Now, in our student grade we would have something like
y = a_1x_1 + a_2x_2 + a_3x_3 + a_4x_4 + a_5x_5 + b
where:
y = student grade
x_1 = country
x_2 = school name
x_3 = grade level
x_4 = student sex
x_5 = student age
Do you remember the error function that we had to minimize?
\displaystyle error = \frac{1}{2m}\sum_{i=1}^{m} \left (y - h(x) \right )^2 \text {\hspace{10 mm} \small eq. 1}
We still can use it with gradient descent as for simple linear regression. But instead of using
h(x) = ax + b
we’ll use
h(x) = a_1x_1 + a_2x_2 + a_3x_3 + a_4x_4 + a_5x_5 + b.
Or even better, we’ll use
h(x) = a_0x_0 + a_1x_1 + a_2x_2 + a_3x_3 + a_4x_4 + a_5x_5.
where a_0b = b and x_0 = 1. This will simplify later in the partial derivatives and the calculation in Octave.
Gradient Descent
It’s the same approach with the only difference that we’ll have more partial derivatives as shown below:
\displaystyle \frac{\partial}{\partial a_n} = -\frac{1}{m}\sum_{i=1}^{m} x_n \left ( y - (a_0x_0 + a_1x_1 + a_2x_2 + a_3x_3 + a_4x_4 + a_5x_5) \right ) \text {\hspace{6 mm} \small eq. 2}
In the partial derivative \displaystyle \frac{\partial}{\partial a_n} , we use n, which can be 0, 1, 2, 3, 4 or 5, to avoid repetition. Don’t forget that x_0 is always 1.
Updating the parameters follows the same rules for simple linear regression.
\displaystyle new \textunderscore a_n = a_n - \alpha\frac{\partial}{\partial a_n} \text {\hspace{8 mm} \small eq. 4}
where \alpha is the learning rate and n can be 0, 1, 2, 3, 4 or 5.
Results
It’s hard to visualize what happens since we have more than 3 dimensions, so I made tests with two features (age and sex) and the results are in the images below.
First we can see how grade depends on age and sex.
Figure 1 – grade vs age and sex
Of course in this example we don’t have continuous value for sex but the only two possible values are 0 and 1, but the idea for continuous variable is still the same.
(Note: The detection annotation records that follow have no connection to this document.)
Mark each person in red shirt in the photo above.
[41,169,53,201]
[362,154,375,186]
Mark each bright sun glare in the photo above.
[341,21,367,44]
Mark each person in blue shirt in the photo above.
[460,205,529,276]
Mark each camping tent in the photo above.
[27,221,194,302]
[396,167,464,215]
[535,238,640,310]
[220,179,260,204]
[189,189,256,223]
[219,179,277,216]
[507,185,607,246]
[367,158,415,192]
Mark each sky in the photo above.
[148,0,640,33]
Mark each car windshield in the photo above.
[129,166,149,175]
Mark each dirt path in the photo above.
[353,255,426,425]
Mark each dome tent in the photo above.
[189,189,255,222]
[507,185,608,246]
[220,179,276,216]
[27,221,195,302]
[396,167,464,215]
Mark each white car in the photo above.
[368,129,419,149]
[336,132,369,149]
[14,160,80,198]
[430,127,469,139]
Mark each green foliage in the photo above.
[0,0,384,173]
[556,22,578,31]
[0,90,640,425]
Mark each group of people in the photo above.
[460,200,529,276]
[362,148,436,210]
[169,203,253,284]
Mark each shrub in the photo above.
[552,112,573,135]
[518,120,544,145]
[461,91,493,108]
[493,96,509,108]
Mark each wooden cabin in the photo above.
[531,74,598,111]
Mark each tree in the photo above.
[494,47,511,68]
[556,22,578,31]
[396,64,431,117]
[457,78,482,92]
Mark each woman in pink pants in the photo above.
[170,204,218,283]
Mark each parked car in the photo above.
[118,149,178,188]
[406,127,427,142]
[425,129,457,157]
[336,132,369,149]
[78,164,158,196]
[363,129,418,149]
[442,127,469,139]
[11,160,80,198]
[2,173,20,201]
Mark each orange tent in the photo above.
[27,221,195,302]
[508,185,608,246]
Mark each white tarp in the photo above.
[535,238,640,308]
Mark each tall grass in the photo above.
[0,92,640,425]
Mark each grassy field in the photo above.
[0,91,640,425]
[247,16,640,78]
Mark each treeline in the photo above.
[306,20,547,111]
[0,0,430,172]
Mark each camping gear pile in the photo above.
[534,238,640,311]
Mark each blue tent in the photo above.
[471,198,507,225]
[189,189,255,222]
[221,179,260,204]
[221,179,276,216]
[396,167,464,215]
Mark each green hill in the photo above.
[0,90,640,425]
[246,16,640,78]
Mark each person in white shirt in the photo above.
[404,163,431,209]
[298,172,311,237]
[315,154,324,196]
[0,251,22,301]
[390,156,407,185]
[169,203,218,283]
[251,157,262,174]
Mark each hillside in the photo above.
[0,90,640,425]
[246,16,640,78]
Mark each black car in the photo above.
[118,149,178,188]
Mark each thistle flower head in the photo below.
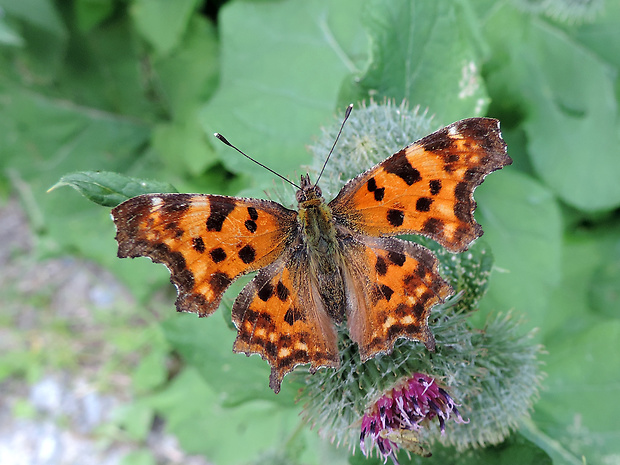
[298,101,541,454]
[360,373,467,464]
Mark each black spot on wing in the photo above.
[209,271,232,294]
[418,126,454,152]
[380,284,394,302]
[422,218,443,234]
[382,154,422,186]
[428,179,441,195]
[276,281,289,302]
[366,178,385,202]
[387,252,407,266]
[257,283,273,302]
[192,237,205,253]
[238,245,256,264]
[209,247,226,263]
[415,197,433,212]
[375,257,387,276]
[284,307,304,326]
[454,182,476,223]
[387,209,405,227]
[248,207,258,221]
[207,196,236,232]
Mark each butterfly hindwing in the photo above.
[112,194,296,316]
[329,118,512,252]
[232,248,339,393]
[346,236,453,361]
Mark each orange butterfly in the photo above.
[112,118,512,393]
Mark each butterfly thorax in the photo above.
[297,175,345,323]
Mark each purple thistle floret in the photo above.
[360,373,467,465]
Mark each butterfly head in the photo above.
[296,174,323,203]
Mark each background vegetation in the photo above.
[0,0,620,464]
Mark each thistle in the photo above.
[300,101,541,458]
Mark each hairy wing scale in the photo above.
[112,118,511,392]
[232,253,339,393]
[345,236,452,361]
[329,118,512,252]
[112,194,296,316]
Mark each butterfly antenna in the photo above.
[314,103,353,187]
[213,132,301,189]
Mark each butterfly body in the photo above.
[112,118,511,392]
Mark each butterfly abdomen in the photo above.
[297,187,346,323]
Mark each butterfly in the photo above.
[112,118,512,393]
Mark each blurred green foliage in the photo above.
[0,0,620,464]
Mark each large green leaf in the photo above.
[131,0,201,55]
[476,168,562,334]
[201,0,366,184]
[488,8,620,211]
[143,369,334,465]
[344,0,488,125]
[534,320,620,464]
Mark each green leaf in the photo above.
[0,0,66,37]
[153,17,220,120]
[121,450,157,465]
[533,320,620,463]
[132,349,168,392]
[475,168,562,334]
[353,0,489,125]
[0,18,24,47]
[73,0,115,32]
[48,171,176,207]
[201,0,367,185]
[146,368,310,465]
[113,402,154,441]
[488,7,620,211]
[163,309,295,405]
[0,0,69,80]
[131,0,201,55]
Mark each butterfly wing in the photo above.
[344,235,453,361]
[112,194,297,316]
[232,249,339,394]
[329,118,512,252]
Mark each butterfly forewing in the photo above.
[329,118,512,252]
[112,118,511,392]
[112,194,296,316]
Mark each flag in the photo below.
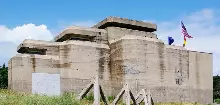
[183,36,186,47]
[181,21,193,38]
[168,36,174,45]
[181,21,193,47]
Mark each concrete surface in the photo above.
[8,17,213,104]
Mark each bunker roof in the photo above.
[92,16,157,32]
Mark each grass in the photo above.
[0,89,207,105]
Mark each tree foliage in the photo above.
[213,75,220,99]
[0,64,8,88]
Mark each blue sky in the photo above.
[0,0,220,29]
[0,0,220,74]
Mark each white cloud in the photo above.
[0,24,53,44]
[157,9,220,75]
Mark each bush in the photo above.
[0,64,8,89]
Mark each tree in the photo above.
[0,64,8,89]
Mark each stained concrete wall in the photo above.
[8,18,213,103]
[107,27,213,103]
[8,54,60,93]
[60,41,109,93]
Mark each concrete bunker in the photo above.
[8,17,213,104]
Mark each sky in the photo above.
[0,0,220,75]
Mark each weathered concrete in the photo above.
[8,17,213,103]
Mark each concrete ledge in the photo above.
[109,35,164,44]
[54,26,107,42]
[92,17,157,32]
[11,54,60,60]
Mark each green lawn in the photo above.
[0,89,206,105]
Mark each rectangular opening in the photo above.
[18,47,46,55]
[57,34,96,42]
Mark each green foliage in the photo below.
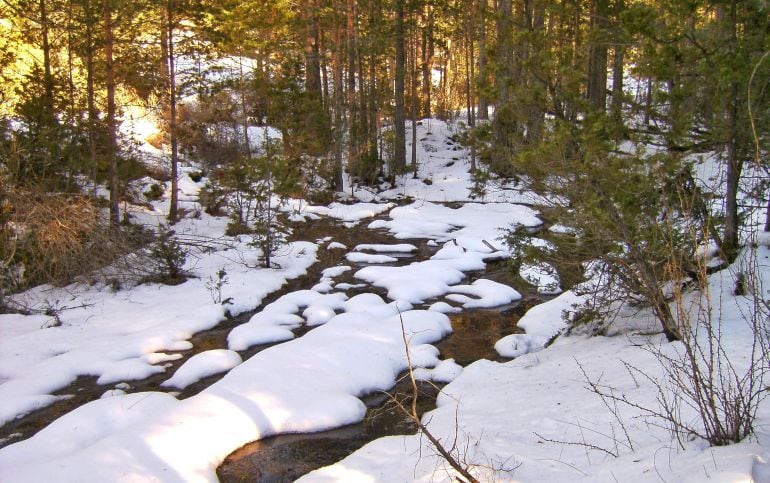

We can see that our algorithm is converging with iteration which is a good sign. By the way, for this example, the learning rate \alpha was 0.01 instead of 0.001 of the last post.
As we are doing a linear regression, we expect to have a plane which will pass through the sample points right on the “middle”, in other words, right there where the mean squared error (MSE) was minimized. Never forgot that we could found a local minimum instead of global minimum.
Figure 3 – Linear regression result (age)
Figure 4 – Linear regression result (sex)
In figure 3 we can see where the plane in dividing the age samples and in figure 4, how the plane is dividing the sex samples. So, in multiple linear regression, we try to find a way to find the equation which will minimize the MSE accordingly to all features selected.